Aubert, Charles « Danser encore »( RLE2023) 172 pages
Auteur : Charles Aubert est diplômé de la Faculté de droit et de science politique d’Aix-Marseille (1985-1991). Responsable des assurances professionnelles à Generali France (1993-2006), il était directeur commercial d’une société d’assurances, de 2006 à 2012.À la faveur d’un plan social, il décide de quitter la ville et s’installe au sud de Montpellier, avec femme et enfants. Il choisit une cabane au bord de l’étang des Moures. En 2012, il crée le Canotage, atelier de fabrication de bracelets pour montres. Comme ses personnages, Charles Aubert s’est retiré dans une partie secrète de l’étang des Moures où ne vont jamais les touristes, entre sel et mer, pas très loin de Sète, un peu en-dessous de Montpellier. Après « Bleu Calypso« , « Rouge Tango« , « Vert Samba » (2021).
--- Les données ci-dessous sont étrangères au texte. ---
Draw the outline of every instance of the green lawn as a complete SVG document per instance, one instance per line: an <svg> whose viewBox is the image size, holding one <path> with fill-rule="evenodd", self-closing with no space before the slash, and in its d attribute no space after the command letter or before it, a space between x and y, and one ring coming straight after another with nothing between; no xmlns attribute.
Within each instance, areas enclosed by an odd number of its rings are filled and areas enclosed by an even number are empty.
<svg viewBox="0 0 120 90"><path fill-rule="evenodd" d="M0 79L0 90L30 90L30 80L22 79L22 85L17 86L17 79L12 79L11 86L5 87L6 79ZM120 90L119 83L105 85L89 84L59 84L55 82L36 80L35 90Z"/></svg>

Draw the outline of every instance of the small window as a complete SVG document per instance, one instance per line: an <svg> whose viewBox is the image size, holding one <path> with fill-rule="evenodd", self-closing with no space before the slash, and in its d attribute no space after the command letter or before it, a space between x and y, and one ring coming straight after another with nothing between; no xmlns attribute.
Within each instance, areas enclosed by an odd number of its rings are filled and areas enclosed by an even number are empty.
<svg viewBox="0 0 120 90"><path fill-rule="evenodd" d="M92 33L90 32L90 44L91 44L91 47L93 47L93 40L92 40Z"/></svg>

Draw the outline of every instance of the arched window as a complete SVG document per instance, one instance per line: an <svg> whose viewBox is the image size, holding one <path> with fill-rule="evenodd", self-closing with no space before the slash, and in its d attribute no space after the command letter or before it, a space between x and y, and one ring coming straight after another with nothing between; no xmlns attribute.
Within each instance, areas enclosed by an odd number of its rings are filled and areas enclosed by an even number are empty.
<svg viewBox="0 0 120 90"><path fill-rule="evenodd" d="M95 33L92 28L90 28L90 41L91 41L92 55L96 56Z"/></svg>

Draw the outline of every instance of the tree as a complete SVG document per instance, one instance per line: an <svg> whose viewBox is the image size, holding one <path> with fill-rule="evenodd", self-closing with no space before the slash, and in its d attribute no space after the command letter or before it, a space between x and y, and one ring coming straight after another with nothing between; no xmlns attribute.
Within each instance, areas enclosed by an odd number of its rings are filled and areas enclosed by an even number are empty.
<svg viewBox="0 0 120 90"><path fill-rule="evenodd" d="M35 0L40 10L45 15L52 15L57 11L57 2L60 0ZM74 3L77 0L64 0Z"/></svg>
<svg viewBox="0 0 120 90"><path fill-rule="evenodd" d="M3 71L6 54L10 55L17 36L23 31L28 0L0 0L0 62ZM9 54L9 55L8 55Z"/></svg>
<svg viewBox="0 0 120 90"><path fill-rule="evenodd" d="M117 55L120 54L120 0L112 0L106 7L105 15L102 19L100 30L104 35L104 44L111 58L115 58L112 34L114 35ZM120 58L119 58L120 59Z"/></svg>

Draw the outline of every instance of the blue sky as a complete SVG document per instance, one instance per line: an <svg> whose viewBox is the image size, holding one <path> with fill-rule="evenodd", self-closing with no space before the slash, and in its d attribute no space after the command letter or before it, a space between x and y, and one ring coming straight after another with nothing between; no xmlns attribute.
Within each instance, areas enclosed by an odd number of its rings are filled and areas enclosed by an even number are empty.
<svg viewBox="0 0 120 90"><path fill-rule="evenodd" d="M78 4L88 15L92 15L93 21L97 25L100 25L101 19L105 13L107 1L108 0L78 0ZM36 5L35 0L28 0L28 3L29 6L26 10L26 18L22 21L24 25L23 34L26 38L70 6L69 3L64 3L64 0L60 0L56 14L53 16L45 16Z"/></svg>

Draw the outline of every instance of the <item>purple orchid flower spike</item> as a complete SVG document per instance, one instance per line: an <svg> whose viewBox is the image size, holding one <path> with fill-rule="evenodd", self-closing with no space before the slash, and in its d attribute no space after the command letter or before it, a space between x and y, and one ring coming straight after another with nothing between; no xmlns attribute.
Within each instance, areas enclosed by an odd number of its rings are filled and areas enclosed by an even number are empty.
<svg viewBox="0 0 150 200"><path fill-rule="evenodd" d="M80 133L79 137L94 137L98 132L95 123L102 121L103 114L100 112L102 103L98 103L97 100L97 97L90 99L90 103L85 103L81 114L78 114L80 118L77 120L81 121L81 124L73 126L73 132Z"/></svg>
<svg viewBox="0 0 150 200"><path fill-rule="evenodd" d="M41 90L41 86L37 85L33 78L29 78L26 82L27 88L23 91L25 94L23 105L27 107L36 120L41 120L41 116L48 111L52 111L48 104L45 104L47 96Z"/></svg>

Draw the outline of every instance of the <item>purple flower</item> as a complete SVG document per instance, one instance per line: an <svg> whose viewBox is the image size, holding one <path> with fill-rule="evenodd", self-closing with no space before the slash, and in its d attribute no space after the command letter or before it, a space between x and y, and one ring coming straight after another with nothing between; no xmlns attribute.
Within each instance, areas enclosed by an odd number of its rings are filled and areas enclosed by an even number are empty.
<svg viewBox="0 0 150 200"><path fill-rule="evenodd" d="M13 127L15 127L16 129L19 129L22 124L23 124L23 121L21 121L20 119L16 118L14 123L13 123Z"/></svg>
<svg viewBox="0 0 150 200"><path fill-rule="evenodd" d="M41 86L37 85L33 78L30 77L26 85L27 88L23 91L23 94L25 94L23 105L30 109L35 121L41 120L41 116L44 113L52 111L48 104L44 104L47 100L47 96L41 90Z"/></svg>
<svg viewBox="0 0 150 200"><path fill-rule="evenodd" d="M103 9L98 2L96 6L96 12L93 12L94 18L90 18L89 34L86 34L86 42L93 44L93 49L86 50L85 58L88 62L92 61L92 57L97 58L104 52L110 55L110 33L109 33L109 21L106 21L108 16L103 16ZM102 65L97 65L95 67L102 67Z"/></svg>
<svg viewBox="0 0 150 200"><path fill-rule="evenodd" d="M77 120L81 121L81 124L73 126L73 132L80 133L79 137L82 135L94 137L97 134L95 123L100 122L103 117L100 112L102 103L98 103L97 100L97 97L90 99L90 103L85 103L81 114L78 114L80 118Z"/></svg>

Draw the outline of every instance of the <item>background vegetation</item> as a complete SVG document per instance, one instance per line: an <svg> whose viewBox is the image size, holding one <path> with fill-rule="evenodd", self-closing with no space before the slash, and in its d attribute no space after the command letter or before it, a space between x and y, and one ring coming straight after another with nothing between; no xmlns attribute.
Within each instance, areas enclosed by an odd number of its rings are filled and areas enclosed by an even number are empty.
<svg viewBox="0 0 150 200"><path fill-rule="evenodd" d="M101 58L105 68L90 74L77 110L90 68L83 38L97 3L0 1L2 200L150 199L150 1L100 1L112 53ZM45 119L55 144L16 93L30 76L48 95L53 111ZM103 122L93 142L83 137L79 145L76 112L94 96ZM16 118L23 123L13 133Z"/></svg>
Après la série des couleurs, «Tala Yuna» parait en (2022), suivi de « Danser encore » en 2023
Istya & Cie ( anciennement Slatkine & Cie) – 07.09.2023 – 172 pages
Résumé:
L’histoire du boxeur tsigane qui osa défier Hitler.
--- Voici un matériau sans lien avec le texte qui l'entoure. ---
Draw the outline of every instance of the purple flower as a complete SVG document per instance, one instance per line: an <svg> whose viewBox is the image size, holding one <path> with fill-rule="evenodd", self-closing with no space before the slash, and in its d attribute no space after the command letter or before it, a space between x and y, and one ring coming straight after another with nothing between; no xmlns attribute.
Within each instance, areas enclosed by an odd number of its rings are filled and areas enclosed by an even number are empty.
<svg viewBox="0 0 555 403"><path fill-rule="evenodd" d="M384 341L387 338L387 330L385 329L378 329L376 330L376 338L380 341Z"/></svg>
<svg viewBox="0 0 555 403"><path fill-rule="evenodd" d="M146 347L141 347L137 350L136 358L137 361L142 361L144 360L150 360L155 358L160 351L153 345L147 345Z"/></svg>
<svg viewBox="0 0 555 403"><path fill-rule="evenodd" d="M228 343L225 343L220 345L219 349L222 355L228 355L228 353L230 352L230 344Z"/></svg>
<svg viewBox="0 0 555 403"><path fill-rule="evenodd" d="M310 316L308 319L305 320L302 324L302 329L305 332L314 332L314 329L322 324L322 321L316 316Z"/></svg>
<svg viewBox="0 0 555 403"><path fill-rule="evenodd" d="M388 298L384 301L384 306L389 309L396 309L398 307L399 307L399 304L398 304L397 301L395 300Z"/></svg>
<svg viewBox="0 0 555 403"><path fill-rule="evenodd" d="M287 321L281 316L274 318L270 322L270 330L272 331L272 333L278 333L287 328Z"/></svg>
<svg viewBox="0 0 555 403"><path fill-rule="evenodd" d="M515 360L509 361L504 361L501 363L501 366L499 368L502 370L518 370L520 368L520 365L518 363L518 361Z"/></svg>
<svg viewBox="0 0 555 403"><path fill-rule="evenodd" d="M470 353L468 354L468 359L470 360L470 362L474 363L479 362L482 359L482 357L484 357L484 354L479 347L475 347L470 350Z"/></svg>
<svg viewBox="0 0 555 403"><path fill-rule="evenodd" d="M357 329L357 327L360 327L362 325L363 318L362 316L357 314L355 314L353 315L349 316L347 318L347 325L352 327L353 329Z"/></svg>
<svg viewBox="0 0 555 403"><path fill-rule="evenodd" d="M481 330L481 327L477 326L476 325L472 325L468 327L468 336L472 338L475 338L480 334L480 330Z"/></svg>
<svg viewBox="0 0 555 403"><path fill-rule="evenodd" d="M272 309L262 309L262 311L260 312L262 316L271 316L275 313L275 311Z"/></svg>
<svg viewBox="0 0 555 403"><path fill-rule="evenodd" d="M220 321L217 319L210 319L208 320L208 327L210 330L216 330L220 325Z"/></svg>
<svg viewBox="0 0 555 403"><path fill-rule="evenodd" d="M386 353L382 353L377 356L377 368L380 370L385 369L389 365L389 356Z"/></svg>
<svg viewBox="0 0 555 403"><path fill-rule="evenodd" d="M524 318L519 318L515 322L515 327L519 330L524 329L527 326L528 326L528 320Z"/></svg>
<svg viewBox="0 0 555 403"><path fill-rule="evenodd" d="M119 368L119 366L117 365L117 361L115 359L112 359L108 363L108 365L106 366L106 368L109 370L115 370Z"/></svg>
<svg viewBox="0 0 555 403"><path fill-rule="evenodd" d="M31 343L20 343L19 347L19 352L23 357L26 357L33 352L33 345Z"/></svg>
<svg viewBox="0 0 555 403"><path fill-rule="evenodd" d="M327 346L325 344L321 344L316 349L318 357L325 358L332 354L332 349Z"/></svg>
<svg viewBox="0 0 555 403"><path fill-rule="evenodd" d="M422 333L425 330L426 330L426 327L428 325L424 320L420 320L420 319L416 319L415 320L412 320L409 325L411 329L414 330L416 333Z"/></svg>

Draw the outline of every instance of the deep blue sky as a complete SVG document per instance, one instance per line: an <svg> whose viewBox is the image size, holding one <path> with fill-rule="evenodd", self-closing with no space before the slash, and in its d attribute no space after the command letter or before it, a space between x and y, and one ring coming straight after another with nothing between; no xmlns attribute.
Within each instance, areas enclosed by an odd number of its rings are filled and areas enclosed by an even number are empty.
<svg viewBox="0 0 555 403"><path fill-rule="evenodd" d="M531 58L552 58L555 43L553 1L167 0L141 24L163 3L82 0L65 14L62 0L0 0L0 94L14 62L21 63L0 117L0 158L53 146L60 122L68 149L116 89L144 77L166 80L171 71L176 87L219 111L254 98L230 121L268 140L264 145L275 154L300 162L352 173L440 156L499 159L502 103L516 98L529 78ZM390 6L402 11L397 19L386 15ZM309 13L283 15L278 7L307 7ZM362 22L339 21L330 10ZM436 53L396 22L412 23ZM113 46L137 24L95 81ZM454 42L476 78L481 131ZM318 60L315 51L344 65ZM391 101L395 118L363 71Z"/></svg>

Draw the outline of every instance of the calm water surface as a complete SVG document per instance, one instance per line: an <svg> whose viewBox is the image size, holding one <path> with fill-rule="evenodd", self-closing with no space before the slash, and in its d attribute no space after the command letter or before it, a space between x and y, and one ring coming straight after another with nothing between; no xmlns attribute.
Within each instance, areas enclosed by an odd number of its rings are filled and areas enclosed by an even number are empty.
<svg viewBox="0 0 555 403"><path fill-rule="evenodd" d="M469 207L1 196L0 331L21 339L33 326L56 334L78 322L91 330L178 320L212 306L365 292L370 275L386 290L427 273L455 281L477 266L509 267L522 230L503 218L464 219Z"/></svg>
Ce roman en dix rounds s’inspire de la vie de Johann Trollmann, dit » Rukeli « , boxeur tsigane qui vécut en Allemagne sous les nazis et fut assassiné le 9 février 1943 dans le camp de concentration de Neuengamme.
Sacré champion d’Allemagne, Rukeli est déchu de son titre en 1933. Son jeu de jambes n’est pas conforme « caractéristique de l’imprévisibilité tsigane » écrit la presse nazie: « Ses coups de poing ne sont pas allemands. ». Rukeli décide de défier le Reich.
Mon avis:
Rukeli est un Sinti, un allemand, un tzigane originaire des Indes et c’est un boxeur, qui deviendra Champion d’Allemagne.
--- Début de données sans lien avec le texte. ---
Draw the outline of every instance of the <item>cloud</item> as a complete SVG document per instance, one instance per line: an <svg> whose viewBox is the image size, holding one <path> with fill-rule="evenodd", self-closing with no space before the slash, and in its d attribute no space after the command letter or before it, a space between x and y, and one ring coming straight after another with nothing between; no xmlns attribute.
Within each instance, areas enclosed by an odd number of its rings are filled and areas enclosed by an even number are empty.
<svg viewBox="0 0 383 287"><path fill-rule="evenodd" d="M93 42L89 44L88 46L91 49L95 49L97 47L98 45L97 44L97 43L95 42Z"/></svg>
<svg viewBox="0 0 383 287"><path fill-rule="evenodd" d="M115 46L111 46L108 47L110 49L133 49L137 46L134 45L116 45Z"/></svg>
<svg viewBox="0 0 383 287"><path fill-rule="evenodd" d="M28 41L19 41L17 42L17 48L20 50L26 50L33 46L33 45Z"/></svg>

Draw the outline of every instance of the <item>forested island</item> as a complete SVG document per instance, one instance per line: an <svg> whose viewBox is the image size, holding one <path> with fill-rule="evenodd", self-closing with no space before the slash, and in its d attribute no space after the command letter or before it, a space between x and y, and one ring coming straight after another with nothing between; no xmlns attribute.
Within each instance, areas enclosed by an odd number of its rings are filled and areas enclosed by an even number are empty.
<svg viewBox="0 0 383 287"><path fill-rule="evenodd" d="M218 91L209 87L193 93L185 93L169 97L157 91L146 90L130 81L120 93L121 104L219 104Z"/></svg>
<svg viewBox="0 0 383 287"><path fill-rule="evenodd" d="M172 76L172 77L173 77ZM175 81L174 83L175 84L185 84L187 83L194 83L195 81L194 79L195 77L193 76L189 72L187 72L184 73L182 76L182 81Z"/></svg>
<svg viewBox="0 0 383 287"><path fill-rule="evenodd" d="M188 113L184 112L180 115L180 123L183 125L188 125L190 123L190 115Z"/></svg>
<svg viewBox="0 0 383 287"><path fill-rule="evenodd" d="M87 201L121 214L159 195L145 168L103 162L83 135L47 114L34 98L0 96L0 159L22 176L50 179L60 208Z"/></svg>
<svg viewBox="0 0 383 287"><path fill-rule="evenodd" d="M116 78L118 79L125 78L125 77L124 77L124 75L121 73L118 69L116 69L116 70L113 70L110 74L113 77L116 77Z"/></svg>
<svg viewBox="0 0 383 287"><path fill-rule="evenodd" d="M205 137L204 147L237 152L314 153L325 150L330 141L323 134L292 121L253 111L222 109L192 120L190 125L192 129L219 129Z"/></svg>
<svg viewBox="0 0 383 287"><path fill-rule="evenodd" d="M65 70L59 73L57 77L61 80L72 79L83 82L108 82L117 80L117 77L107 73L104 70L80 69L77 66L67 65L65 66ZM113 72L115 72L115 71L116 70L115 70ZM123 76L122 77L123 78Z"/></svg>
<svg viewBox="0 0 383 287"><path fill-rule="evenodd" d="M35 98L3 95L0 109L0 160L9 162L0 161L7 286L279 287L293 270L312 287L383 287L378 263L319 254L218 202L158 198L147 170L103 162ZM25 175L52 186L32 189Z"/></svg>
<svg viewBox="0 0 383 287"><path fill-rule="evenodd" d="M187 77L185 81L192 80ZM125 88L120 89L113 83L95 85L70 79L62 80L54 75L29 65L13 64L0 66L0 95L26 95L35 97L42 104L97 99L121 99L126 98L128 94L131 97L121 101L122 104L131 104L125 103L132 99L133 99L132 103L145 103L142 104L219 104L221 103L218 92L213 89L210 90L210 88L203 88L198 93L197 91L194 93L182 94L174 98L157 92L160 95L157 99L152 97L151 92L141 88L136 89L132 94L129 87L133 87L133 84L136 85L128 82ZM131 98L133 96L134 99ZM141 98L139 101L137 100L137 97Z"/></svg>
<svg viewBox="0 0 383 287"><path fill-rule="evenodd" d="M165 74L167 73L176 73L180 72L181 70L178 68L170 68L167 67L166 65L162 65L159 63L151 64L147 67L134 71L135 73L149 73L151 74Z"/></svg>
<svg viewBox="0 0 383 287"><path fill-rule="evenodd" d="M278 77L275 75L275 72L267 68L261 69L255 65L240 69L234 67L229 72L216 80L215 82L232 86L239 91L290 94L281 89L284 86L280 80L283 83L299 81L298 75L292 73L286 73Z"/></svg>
Mais c’est avant tout « un arbre » si l’on se réfère à la signification de son prénom en langue tzigane. Et un arbre c’est puissant, c’est grand, c’est droit, c’est fier et dressé vers la lumière et le ciel et cela défie les éléments; et sous l’écorce il y a la sève. Certes un arbre majestueux a des branches qui peuvent céder, mais l’arbre ne s’incline pas de lui-même. Il casse ou se fait abattre. Il faut une intervention extérieure, une hache, des coups violents. Et une fois abattu, il reste encore les racines, ancrées dans le sol. Ce n’est pas un roseau, un arbre ne plie pas. Il affronte, même si son écorce est lardée de coups et il se redresse après l’orage.
Un arbre, c’est aussi le mouvement du vent dans les feuilles, des feuilles qui se meuvent avec grâce , légèreté, souplesse, élégance, finesse.
Le roman est un match en 10 rounds de l’homme-arbre contre la société nazie, divisé en tranches de vie : de la naissance à la mort. C’est le récit de la vie d’un homme qui va être poursuivi par le racisme, qui va payer pour sa couleur de peau, pour le fait de ne pas entrer dans le moule aryen, pour sa différence. Contrairement aux allemands qui se comparent à des chars d’assaut, il est aérien et élancé. Il boxe en danseur et non en rouleau compresseur. Et il va le payer de sa vie, tomber d’un bloc au milieu d’un camp de concentration, comme le chêne qui s’abat d’un seul tenant.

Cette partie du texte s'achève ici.